Enfundada en
un ceñido pantalón verde oscuro y un polo negro, no menos entallado, “la
gallina de mi caldo” (como diría mi amigo Juan), transita por la avenida
principal de Huacho. Con todo, la dicha de tocarla no me libra de la dicha
perturbadora de verla.
Sin embargo,
al final de aquel público trajinar, en una discreta salita, sentada a mi lado,
a sus 44 esplendorosos años, generosa y amorosa, se somete a mis besos y
caricias. Contra lo habitual, esta vez no apaga la luz. Estimulado por la
claridad, beso con frenesí sus tersos y blancos senos.
Entonces
también, gracias a la luz, mientras devoro con avidez a “las gemelas” (como las
llamaba la loca María), entreveo, de reojo, en su cara el rostro del placer. El
instante eterno en que, con los ojos cerrados y la boca semiabierta, pareciera
contemplar la cara de Dios. Pero el encanto no dura tanto. Intimidada por ver
su intimidad iluminada capitula nerviosa y presiona el interruptor.
“Lo mejor de
vestirse es desvestirse”, decía el poeta César Calvo. A tientas, entre
tinieblas, emprendo y acato aquel sagrado mandato. Primero el botón de su
pantalón, y por último, el supremo bastión de la tentación sucumbe al ímpetu de
mi exploración.
Pero antes, para
hacer más cordial y menos violento el encuentro, por un costado de su pequeña
truza, ingreso a estito para visitar
a esito (para decirlo en el cifrado hablar que
estilan las mujeres y los hombres de Ayacucho).
Conforme lo
preveo, de inmediato, la visita deviene en una firme erección, y aquella
providencial erección, en una victoriosa incursión. Tanto que, en una
breve tregua, impaciente, con sus propias manos no duda en tomar estito para volver donde esito. Azorada, abrumada, admirada,
tampoco duda en decir: “¿Tanto duras?”.
En el
claroscuro de la noche, para el inexorable lance final le pido reclinarse.

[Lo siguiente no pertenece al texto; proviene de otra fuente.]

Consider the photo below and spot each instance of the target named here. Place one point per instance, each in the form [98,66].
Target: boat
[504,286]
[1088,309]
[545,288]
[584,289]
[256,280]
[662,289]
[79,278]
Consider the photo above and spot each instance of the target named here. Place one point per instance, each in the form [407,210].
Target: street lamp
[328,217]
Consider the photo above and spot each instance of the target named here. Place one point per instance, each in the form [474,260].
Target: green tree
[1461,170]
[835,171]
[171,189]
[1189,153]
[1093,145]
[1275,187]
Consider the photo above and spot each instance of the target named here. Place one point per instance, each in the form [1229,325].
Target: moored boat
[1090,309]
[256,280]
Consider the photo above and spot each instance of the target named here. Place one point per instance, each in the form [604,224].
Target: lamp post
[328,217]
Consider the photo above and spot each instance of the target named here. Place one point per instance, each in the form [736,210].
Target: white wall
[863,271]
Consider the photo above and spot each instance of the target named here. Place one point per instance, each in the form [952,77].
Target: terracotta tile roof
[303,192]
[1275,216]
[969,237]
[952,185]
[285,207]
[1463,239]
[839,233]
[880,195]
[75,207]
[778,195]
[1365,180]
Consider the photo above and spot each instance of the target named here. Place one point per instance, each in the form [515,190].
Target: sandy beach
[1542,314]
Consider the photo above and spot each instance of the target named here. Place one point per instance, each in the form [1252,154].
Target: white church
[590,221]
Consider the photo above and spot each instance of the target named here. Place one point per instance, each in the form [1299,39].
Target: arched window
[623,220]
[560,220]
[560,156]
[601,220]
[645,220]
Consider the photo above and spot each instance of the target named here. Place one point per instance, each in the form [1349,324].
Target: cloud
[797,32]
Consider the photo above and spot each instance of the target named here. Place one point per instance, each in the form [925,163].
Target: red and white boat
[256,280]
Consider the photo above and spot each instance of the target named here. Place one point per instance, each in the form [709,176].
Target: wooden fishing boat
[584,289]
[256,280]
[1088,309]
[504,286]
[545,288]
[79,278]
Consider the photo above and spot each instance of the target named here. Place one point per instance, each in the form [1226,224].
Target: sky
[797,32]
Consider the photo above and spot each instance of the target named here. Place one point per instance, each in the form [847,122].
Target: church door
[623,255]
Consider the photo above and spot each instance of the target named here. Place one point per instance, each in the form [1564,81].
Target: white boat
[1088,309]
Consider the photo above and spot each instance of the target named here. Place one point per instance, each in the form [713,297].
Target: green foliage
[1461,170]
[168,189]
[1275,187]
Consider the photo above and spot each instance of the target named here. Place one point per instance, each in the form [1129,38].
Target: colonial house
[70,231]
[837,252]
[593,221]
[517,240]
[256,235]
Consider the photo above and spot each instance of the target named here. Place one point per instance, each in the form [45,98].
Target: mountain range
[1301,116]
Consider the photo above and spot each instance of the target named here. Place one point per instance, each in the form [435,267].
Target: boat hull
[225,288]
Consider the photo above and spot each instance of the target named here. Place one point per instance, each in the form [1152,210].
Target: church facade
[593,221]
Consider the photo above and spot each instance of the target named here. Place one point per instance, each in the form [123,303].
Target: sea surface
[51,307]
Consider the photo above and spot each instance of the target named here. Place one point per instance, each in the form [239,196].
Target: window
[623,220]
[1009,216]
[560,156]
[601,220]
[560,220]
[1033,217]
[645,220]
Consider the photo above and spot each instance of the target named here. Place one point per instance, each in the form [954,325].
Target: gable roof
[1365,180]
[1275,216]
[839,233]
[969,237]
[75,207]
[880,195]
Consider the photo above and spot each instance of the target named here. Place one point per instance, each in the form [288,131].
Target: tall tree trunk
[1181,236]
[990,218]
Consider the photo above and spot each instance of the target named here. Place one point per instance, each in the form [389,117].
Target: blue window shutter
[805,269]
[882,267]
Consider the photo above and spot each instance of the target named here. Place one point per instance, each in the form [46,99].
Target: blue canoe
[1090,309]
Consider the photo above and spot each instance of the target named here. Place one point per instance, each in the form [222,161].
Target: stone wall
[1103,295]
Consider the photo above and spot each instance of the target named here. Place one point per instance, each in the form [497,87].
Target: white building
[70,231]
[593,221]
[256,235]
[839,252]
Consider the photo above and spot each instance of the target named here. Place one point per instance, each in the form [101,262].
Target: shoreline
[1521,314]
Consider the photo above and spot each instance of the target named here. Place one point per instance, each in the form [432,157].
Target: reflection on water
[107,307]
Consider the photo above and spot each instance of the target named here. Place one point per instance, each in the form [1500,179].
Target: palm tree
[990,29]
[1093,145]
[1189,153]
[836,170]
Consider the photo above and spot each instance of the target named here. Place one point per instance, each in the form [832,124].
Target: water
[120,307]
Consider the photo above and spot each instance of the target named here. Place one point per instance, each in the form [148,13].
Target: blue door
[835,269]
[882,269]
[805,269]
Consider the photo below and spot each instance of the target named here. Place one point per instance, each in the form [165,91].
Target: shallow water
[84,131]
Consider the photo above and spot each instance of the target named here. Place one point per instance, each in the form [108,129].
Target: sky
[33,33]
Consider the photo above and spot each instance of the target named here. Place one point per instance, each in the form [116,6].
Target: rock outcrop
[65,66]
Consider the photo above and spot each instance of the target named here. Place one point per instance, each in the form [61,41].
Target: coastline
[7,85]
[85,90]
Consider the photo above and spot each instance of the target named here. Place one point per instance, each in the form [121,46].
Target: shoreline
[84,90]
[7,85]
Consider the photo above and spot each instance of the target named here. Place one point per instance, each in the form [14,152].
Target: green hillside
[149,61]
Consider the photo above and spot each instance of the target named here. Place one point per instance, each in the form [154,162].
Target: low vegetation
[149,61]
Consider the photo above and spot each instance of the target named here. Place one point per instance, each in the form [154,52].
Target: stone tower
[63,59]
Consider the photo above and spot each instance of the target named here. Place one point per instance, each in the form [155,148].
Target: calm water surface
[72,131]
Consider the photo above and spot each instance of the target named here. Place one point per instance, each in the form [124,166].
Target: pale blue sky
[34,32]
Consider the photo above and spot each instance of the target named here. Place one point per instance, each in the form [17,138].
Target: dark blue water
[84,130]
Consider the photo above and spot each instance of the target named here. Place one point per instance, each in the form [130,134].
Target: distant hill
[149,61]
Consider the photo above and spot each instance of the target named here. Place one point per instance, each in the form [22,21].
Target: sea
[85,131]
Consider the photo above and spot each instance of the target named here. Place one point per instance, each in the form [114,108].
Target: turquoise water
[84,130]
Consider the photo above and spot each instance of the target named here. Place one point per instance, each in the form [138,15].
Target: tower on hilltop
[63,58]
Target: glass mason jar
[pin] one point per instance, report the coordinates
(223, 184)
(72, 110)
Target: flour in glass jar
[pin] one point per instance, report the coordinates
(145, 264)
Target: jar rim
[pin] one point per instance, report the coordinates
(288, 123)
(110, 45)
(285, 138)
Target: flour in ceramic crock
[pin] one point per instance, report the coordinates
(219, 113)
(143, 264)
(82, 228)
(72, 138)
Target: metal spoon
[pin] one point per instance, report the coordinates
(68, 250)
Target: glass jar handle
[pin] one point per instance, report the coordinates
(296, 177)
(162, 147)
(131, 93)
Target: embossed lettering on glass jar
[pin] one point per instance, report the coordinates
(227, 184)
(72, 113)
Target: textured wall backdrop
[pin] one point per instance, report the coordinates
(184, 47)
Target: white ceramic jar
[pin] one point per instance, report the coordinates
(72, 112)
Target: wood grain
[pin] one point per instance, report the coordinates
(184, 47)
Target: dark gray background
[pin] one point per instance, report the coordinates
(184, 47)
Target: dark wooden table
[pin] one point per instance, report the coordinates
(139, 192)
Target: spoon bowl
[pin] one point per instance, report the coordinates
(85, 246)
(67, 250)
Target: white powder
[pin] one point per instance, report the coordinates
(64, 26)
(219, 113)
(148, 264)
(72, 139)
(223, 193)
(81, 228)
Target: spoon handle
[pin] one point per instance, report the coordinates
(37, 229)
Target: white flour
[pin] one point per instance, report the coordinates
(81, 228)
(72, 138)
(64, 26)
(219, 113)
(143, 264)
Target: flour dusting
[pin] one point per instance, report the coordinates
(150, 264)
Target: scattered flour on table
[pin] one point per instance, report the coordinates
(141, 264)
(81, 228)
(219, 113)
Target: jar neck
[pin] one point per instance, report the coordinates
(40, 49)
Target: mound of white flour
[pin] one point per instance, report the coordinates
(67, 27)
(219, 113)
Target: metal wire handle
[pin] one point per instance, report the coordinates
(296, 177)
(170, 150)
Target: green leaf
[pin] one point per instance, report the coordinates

Rendida de gozo se da vuelta y se posterna, exponiendo ante mi deseo la mas
hermosa y placentera de las redondeces que pueda imaginar en este redondo
mundo.
“Se necesita
mucha fantasía para abarcar la realidad”, escribió el sabio Goethe (que además
de escritor genial, sabia tanto de minerales como de mujeres). Aquello fue la
apoteosis, pues solo recordarlo desborda mi imaginación: ella gimiendo y anegándose al mismo tiempo, en tanto yo, con más ganas que nunca, a mis 51 años,
embestía e inundaba jubiloso su vagina y sus entrañas.